Beispiele für Medikamente, die im betrieblichen Kontext missbräuchlich verwendet werden:

  • Neuro-Enhancement und Psychostimulanzien („Hirn-Doping“)
  • Antidepressiva 
  • Antidementiva
  • Beta-Blocker (u. a. gegen Bluthochdruck)

Risiko für Sicherheit und Gesundheit bei der Arbeit – Betriebe müssen handeln

Unternehmen, Betriebe und vor allem Führungskräfte benötigen einen klaren Handlungsplan im Umgang mit suchtgefährdeten und süchtigen Beschäftigten. Welche Maßnahmen und Möglichkeiten es gibt, lesen Sie hier.

Gesetzliche Regelungen über den Konsum von Suchtmitteln am Arbeitsplatz finden Sie in der Unfallverhütungsvorschrift „Grundsätze der Prävention“ (DGUV Vorschrift 1) – zum Beispiel in § 15:  „Versicherte dürfen sich durch den Konsum von Alkohol, Drogen oder anderen berauschenden Mitteln nicht in einen Zustand versetzen, durch den sie sich selbst oder andere gefährden können.“ Gleiches gilt für die Einnahme von Medikamenten.

Im akuten Handlungsfall reicht die subjektive Einschätzung der Führungskraft aus.

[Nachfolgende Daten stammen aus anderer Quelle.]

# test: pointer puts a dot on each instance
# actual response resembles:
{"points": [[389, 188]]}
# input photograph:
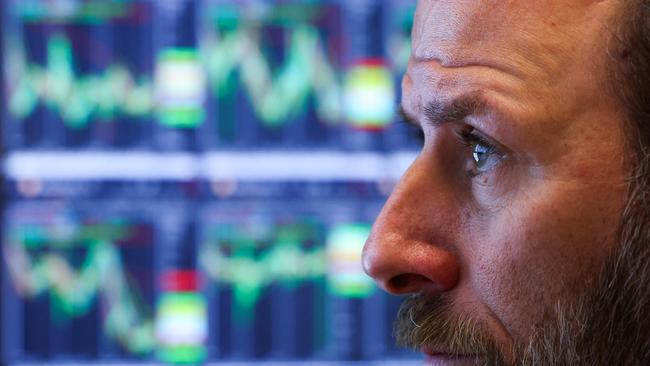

Wenn Versicherte erkennbar nicht in der Lage sind, eine Arbeit ohne Gefahr für sich oder andere auszuführen, dürfen Unternehmer*innen sie nicht mit dieser Arbeit beschäftigen (§ 7). Das gilt besonders, wenn akute Einschränkungen bestehen, beispielsweise durch Krankheit, Unwohlsein, Medikamenteneinnahme und Übermüdung oder durch den Konsum von Alkohol, Drogen oder anderer berauschender Mittel. Um ein Beschäftigungsverbot aussprechen zu können, müssen konkrete Anhaltspunkte dafür vorliegen, dass die Beschäftigten nicht in der Lage sind, die Arbeit korrekt auszuführen. Im akuten Handlungsfall reicht die subjektive Einschätzung der Führungskraft aus. Diese muss dann auf Verhaltensbeobachtungen und Hinweise gestützt sein. Die Führungskraft kann sich hierbei durch den/die Arbeitsmediziner*in beraten lassen. Auf ausdrücklichen Wunsch des betroffenen Beschäftigten kann die Arbeitsmedizin auch einen Test auf Suchtmittelkonsum durchführen.

Je nach Zustand können die betroffenen Beschäftigten im Betrieb bleiben, wenn sie in der Lage sind, andere Arbeitsaufgaben gefahrlos auszuführen. Anderenfalls müssen Arbeitgeber*innen wegen ihrer Fürsorgepflicht einen sicheren Heimweg für sie organisieren.

Der Konsum von Alkohol, Drogen, Medikamenten und Co. kann immer dann zum Verlust des gesetzlichen Unfallschutzes führen, wenn dieser Konsum die wesentliche Ursache für den Unfall war. Der kausale Zusammenhang zwischen Unfall und versicherter Tätigkeit wird dadurch quasi gelöst.